Liquid Antiquity is a platform for radically rethinking the relationship between the classical and the contemporary. Antiquity is an irrepressible source of meaning today. But what it means is never fixed in stone. It must instead be continually rethought for an always changing “we” under always changing conditions of local and global significance. Resisting classicism as dead weight, Liquid Antiquity aims to make the ancient Greek past available as a fluid resource for the present by shifting attention from the matter of antiquity to the question of why antiquity matters.
Liquid Antiquity is therefore an exhibition without antiquities. The book becomes the primary site for staging an encounter with a “liquid” antiquity in word and image through conversations with contemporary artists, a critical lexicon that draws from the long history of classicism, and an essay mapping the contours of “liquid antiquity.” Spanning twenty-five hundred years in an unprecedented collaborationbetween leading artists, theorists, writers, art historians, classicists, cultural historians, and archaeologists, Liquid Antiquity is a handbook, deeply collaborative in spirit and experimental in form, for the creative work of reimagining the present through the ancient past.
“Liquid Antiquity: Conversations” works as a complement to the book. Six installations are distributed throughout the antiquities galleries of the Benaki Museum, each structured around a conversation between Brooke Holmes and an artist who contributed to the book: Matthew Barney, Paul Chan, Urs Fischer, Jeff Koons, Asad Raza, and Kaari Upson. The original settings of the interviews — artists’ studios and apartments — are superimposed on the real space of the museum and the dialogue is extended to the museum visitor. The antiquities collection is both the backdrop to and the context in which ancient artifacts interact with contemporary artists in dialogue with the past and the present. Moving experientially from the private reading relationship with the book to the static presence of the artifact to the active video encounters with the featured artists, the visitor is invited not only to reassess our relationship with ancient Greece but also to participate in the shifting scales and contours of the “we” who encounter the classical past.
Conceived and developed by Brooke Holmes, Robert F. Goheen Professor in the Humanities and Professor of Classics at Princeton University, in collaboration with Polina Kosmadaki, Head Curator at the Benaki Museum, and Yorgos Tzirtzilakis, artistic advisor to the DESTE Foundation, Liquid Antiquity explores the possibility of reinventing classicism and argues for its enduring influence on contemporary art.
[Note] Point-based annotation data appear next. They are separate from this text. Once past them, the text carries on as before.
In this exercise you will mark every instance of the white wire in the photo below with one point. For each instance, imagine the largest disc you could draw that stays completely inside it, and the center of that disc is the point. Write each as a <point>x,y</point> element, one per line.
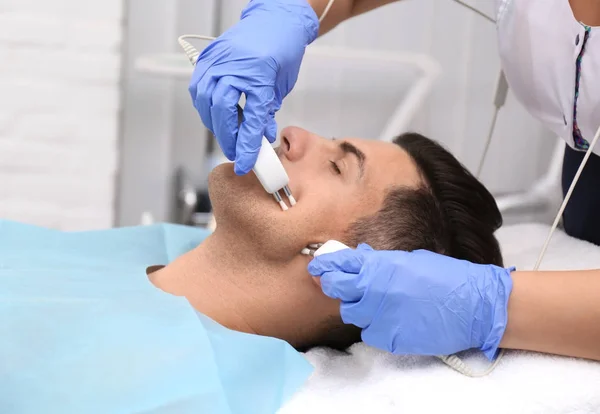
<point>452,361</point>
<point>488,142</point>
<point>482,14</point>
<point>327,8</point>
<point>566,200</point>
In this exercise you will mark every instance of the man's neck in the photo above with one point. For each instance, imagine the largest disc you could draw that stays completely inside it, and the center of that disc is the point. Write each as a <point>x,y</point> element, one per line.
<point>227,280</point>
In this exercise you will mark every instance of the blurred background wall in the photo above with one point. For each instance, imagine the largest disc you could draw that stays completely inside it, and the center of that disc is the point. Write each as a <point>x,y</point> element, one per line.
<point>87,140</point>
<point>60,63</point>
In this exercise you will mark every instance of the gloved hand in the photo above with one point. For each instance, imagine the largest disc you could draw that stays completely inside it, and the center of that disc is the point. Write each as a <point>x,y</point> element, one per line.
<point>259,56</point>
<point>417,302</point>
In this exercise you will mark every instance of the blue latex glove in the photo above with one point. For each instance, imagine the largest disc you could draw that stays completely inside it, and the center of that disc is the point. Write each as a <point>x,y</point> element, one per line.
<point>419,302</point>
<point>260,56</point>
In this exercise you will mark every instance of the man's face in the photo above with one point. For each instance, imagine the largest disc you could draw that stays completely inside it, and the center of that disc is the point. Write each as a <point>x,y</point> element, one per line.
<point>335,182</point>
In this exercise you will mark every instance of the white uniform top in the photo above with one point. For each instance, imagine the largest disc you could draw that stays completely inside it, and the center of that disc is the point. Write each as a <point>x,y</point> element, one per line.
<point>540,43</point>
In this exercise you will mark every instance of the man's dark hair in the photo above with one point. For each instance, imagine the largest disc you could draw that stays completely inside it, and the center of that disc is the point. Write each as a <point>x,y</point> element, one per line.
<point>451,213</point>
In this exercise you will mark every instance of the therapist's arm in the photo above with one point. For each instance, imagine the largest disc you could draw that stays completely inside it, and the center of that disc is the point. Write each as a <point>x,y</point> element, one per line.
<point>555,312</point>
<point>343,10</point>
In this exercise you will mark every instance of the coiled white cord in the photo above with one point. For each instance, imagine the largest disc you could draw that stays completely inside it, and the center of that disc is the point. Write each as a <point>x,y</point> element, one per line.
<point>453,361</point>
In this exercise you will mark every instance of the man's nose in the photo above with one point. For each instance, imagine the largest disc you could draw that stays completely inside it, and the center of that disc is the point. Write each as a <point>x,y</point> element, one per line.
<point>296,142</point>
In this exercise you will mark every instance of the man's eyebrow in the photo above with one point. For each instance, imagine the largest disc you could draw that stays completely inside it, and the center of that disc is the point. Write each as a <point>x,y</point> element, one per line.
<point>349,148</point>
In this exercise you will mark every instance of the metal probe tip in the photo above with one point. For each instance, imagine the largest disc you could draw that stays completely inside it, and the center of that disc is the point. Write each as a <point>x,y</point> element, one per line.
<point>278,198</point>
<point>289,195</point>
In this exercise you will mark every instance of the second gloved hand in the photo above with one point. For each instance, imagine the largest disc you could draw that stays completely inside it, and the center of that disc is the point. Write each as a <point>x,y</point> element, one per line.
<point>260,56</point>
<point>417,302</point>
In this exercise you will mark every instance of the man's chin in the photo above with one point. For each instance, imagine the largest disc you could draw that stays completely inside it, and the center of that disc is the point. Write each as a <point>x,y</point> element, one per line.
<point>239,199</point>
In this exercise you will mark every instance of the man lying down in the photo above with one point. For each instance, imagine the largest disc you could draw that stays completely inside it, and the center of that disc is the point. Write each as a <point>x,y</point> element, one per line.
<point>249,275</point>
<point>94,322</point>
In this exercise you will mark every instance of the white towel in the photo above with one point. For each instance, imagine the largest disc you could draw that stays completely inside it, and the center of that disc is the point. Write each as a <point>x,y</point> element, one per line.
<point>370,381</point>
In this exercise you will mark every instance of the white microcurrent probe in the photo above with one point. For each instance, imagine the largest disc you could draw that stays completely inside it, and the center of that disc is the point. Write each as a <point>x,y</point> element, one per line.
<point>268,168</point>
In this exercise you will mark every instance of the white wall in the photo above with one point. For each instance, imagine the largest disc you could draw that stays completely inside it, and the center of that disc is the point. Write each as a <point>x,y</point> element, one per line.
<point>460,109</point>
<point>163,132</point>
<point>59,111</point>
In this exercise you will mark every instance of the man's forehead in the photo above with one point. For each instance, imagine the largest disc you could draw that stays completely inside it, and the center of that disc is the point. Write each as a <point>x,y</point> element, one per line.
<point>387,163</point>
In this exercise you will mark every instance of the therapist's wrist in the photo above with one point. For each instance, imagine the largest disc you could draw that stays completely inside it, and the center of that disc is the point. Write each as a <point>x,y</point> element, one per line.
<point>301,10</point>
<point>495,289</point>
The project was organized by the DESTE Foundation in collaboration with “Postclassicisms” and the Benaki Museum, Athens.
The project includes a publication, co-edited by Brooke Holmes and Karen Marta, which consists of critical contributions by renowned scholars and ten conversations with prominent artists, as well as a site-specific video installation which places six interviews with the artists who contributed to the publication in dialogue with the Benaki Museum’s permanent collection of antiquities. The video installation was designed by Diller Scofidio + Renfro and exhibited at the Benaki Museum in Athens from April 4-September 17, 2017.